Once you get the hang of it you can easily count your way around any path. Paths can be arranged so that the irrational part cancels out by having equal numbers going up/down or equal numbers going left/right.


Dapeng Wang from Claremont School sent in a good solution to this problem. His idea was to analyse different possible combinations of two shapes. We present his basic idea but formulate it slightly differently below.

Suppose we have constructed a Munchkin road. The first tile is required to have a corner at the point $(0,0)$. It is clear when we think about it that the destination of the road (i.e. the top/bottom vertex of the last triangle) can be reached by tracing a path from $(0,0)$ along edges of the shapes that make up the road. We set up an induction argument. $(0,0)$ is obviously of the form $(\frac{a+b\sqrt{3}}{2},\frac{c+d\sqrt{3}}{2})$. Now suppose we choose a path from $(0,0)$ to the destination of the road. Pick a vertex on this path, which has coordinates $(x,y)$ say.
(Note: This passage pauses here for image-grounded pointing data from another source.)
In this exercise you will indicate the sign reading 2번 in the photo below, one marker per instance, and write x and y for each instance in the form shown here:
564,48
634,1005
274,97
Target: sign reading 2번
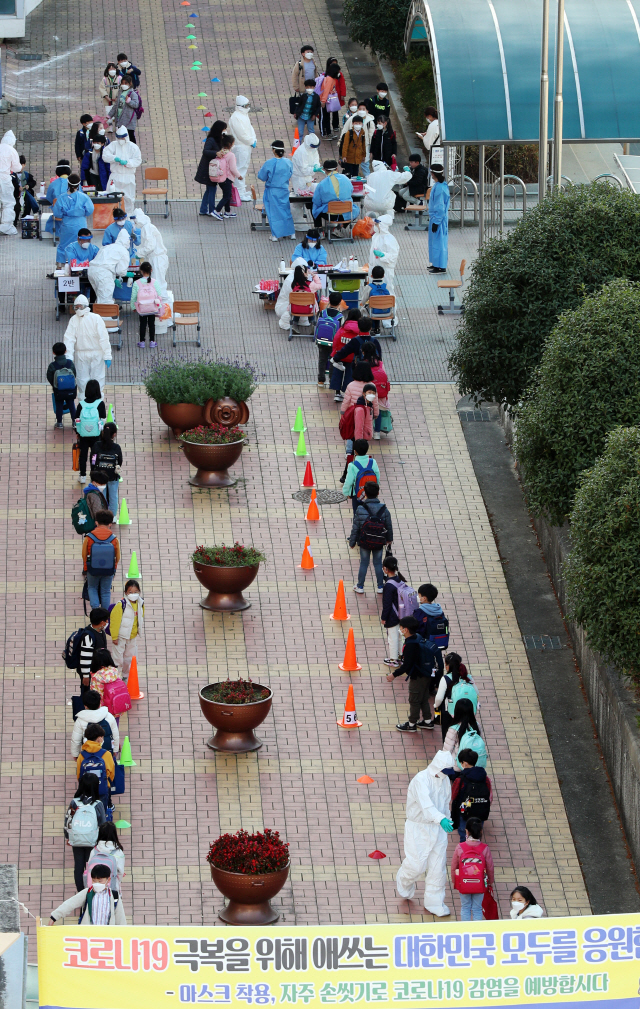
534,963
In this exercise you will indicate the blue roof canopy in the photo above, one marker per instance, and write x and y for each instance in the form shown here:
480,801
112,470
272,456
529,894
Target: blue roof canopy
486,57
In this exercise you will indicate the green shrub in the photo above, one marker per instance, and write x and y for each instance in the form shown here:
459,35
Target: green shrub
563,249
589,382
602,571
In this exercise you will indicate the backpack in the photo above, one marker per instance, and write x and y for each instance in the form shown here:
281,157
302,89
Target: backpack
472,741
364,474
82,518
83,827
117,698
147,301
326,328
90,423
372,534
101,556
64,379
407,598
471,870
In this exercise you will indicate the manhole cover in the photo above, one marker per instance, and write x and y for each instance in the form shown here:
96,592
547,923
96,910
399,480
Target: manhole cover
322,496
36,136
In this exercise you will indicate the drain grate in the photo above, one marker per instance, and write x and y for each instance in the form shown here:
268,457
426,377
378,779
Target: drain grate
541,641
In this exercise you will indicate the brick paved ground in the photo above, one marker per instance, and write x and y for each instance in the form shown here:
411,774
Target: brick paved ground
303,782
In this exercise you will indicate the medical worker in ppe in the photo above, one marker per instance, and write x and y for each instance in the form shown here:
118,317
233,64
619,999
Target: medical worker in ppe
379,194
73,208
87,343
124,157
111,261
240,127
426,829
439,200
151,247
384,250
276,174
9,161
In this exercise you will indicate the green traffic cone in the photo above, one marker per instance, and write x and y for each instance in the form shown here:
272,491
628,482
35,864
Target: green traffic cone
302,448
125,756
299,424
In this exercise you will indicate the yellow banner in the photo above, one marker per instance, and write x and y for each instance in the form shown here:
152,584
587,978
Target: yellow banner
533,963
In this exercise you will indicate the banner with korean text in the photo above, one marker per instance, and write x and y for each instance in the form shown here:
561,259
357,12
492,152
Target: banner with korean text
533,963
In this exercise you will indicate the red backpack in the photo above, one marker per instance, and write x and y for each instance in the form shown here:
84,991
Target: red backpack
471,869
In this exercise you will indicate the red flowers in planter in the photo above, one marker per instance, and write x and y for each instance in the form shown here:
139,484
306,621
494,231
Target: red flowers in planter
250,854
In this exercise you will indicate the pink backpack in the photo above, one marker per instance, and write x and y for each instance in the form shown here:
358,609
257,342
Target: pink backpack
117,698
147,302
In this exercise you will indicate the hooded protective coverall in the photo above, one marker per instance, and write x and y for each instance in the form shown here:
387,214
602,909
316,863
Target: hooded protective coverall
9,161
152,248
428,800
240,127
111,260
124,157
87,344
384,250
379,195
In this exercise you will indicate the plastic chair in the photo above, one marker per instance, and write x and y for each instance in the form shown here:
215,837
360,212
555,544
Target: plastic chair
334,208
388,304
157,176
452,286
304,302
190,309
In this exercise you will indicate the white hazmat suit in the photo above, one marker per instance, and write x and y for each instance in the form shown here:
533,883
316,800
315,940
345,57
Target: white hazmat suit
87,343
428,801
240,127
379,195
384,250
111,261
124,157
152,248
9,161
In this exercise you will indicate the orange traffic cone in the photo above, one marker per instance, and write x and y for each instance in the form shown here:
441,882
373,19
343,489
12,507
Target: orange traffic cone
349,663
132,684
307,557
349,718
339,610
313,515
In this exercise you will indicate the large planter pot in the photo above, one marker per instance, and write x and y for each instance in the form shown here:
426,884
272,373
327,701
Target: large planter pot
225,586
212,462
248,896
235,724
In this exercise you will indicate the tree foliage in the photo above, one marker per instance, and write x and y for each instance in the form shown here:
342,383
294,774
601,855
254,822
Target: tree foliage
588,383
563,249
602,571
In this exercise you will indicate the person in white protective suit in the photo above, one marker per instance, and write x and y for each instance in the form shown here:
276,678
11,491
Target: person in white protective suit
151,247
426,828
87,343
239,126
111,261
124,157
9,161
379,195
282,305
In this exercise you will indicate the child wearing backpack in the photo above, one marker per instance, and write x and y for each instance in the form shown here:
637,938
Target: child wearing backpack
89,427
329,322
471,863
82,833
100,556
146,297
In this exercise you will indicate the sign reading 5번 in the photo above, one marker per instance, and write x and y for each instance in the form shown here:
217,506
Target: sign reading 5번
533,963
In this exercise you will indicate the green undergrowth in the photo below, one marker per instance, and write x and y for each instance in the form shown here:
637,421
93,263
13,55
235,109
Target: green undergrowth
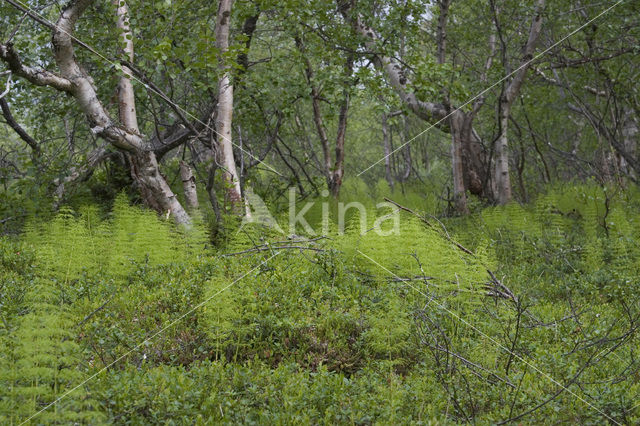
353,327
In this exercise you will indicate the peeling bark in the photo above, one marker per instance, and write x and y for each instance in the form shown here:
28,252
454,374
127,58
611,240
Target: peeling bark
74,80
224,113
189,185
510,92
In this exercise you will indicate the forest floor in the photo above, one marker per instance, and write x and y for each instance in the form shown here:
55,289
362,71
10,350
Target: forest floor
516,314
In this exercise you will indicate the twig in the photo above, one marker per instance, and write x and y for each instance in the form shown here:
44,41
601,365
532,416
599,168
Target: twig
94,312
267,247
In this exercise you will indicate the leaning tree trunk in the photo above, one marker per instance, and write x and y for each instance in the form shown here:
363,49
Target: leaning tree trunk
189,185
501,177
509,94
459,190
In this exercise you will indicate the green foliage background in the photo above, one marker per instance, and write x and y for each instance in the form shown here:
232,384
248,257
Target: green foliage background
326,335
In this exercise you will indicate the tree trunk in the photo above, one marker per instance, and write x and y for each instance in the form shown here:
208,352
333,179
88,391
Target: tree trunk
75,81
154,189
189,184
508,95
126,95
224,115
459,190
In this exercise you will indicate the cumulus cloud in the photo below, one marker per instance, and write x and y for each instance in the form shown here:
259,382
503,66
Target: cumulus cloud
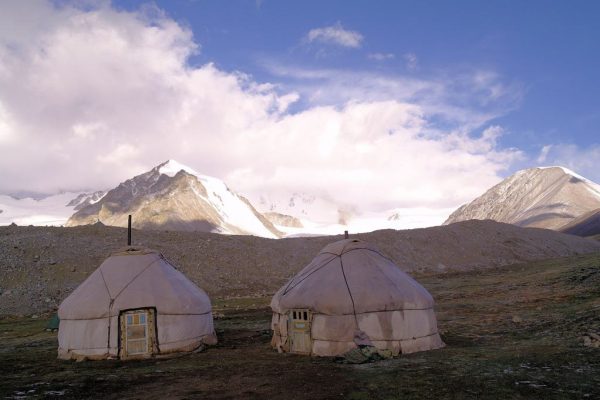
412,62
583,160
335,35
380,56
90,97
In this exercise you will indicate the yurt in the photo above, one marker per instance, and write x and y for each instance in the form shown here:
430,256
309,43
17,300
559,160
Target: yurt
351,295
135,305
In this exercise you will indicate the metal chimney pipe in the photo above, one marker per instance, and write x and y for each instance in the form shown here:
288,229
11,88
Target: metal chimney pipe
129,230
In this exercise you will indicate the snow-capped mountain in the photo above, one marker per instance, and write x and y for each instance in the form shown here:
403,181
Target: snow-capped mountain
545,197
174,196
52,210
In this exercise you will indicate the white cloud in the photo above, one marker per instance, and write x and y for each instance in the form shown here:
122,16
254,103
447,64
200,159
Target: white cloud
583,160
97,95
336,35
412,62
544,154
380,56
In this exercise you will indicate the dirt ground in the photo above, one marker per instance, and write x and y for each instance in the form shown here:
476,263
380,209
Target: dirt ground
511,333
41,266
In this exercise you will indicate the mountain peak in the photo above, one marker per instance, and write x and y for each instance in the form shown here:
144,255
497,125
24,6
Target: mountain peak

All edges in the road have length $1$.Bearing in mind that the triangles are equilateral, it is clear that the angle to the horizontal of any edge must be a multiple of $30^{\circ}$. Therefore the next vertex in the path must be one of $(x\pm 1,y)$, $(x,y\pm 1)$, $(x\pm\frac{1}{2},y\pm\frac{\sqrt{3}}{2})$ or $(x\pm\frac{\sqrt{3}}{2},y\pm\frac{1}{2})$. By induction, then, any vertex on the path, and in particular the destination of the path, is of the form$(\frac{a+b\sqrt{3}}{2},\frac{c+d\sqrt{3}}{2})$.